I eagerly caught up on an array of TED podcasts on a recent Friday evening flight. Unsurprisingly, Uber CEO Travis Kalanick’s TED 2016 presentation focused on regulation, technology and Uber’s mission to decrease congestion and pollution through its uberPool ride-sharing service.
He didn’t disappoint, but my favourite part of his talk was a history lesson about the sharing economy that goes back 100 years to the Jitney Bus.
Created in 1914, there were 150,000 Jitney rides a day in Los Angeles by 1916. According to Kalanick, Uber in Los Angeles is currently doing 157,000 rides today.
The transport industry and government regulation put the brakes on the Jitney Bus.
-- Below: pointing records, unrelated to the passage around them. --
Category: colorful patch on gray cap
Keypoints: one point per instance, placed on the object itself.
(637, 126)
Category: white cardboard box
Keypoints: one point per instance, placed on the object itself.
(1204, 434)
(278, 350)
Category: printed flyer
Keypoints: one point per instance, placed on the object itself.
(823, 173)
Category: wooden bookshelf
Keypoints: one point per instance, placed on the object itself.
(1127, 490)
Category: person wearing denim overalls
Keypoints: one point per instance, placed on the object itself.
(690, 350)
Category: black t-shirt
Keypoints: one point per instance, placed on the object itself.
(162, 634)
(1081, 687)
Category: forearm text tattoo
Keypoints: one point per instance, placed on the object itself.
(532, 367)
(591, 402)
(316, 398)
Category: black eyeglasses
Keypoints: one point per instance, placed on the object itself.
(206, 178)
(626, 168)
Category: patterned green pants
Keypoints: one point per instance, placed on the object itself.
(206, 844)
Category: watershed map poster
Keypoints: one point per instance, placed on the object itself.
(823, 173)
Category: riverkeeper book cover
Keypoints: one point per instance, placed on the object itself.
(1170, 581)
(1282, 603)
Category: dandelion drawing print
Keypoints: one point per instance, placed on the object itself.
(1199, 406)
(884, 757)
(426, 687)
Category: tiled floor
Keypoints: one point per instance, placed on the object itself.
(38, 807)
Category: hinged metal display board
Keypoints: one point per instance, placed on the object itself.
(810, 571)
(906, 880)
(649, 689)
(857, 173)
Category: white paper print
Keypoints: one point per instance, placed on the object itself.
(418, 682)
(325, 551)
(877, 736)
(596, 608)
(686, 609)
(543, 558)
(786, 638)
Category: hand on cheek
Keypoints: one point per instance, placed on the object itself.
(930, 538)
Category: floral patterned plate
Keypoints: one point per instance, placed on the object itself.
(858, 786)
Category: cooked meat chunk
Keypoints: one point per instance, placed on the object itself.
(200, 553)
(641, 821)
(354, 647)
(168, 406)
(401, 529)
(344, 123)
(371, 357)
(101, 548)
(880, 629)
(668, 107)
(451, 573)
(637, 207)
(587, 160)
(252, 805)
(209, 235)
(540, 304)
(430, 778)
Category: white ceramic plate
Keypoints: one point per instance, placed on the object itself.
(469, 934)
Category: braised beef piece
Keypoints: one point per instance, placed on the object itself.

It seems not much has changed in 100 years of disruption.
After filling my mind with the goodness that is TED, I landed at Heathrow on a crisp evening with my head in a slight fog after a busy week.
I dug out my phone and ordered an Uber ride home. The driver arrived at Terminal 5 within 10 minutes and to my surprise another passenger stepped into the car. I was about to blame technology when I realised I had inadvertently ordered uberPool.
It turns out my fellow passenger had made the same error. We decided to continue the trip and over the next 45 minutes I had a rich conversation with a Lebanese-born band manager living in Dubai on a layover in London. She gave me excellent insights into Beirut including live music venues, historical attractions, where to stay and where to party.
This unintended encounter was described by our Kashmiri Uber driver as a refreshing change given his previous customer ride-sharing experiences had resulted in bickering or social awkwardness between the passengers.
While uberPOOL does take longer than a direct taxi ride home and this particular trip was drawn-out by a driver who was battling to read Waze directional commands, it’s an example of the unintended human connections created by the sharing economy where a Kashmiri, Lebanese and South African shared an experience and came away with more than just a taxi ride from point A to B.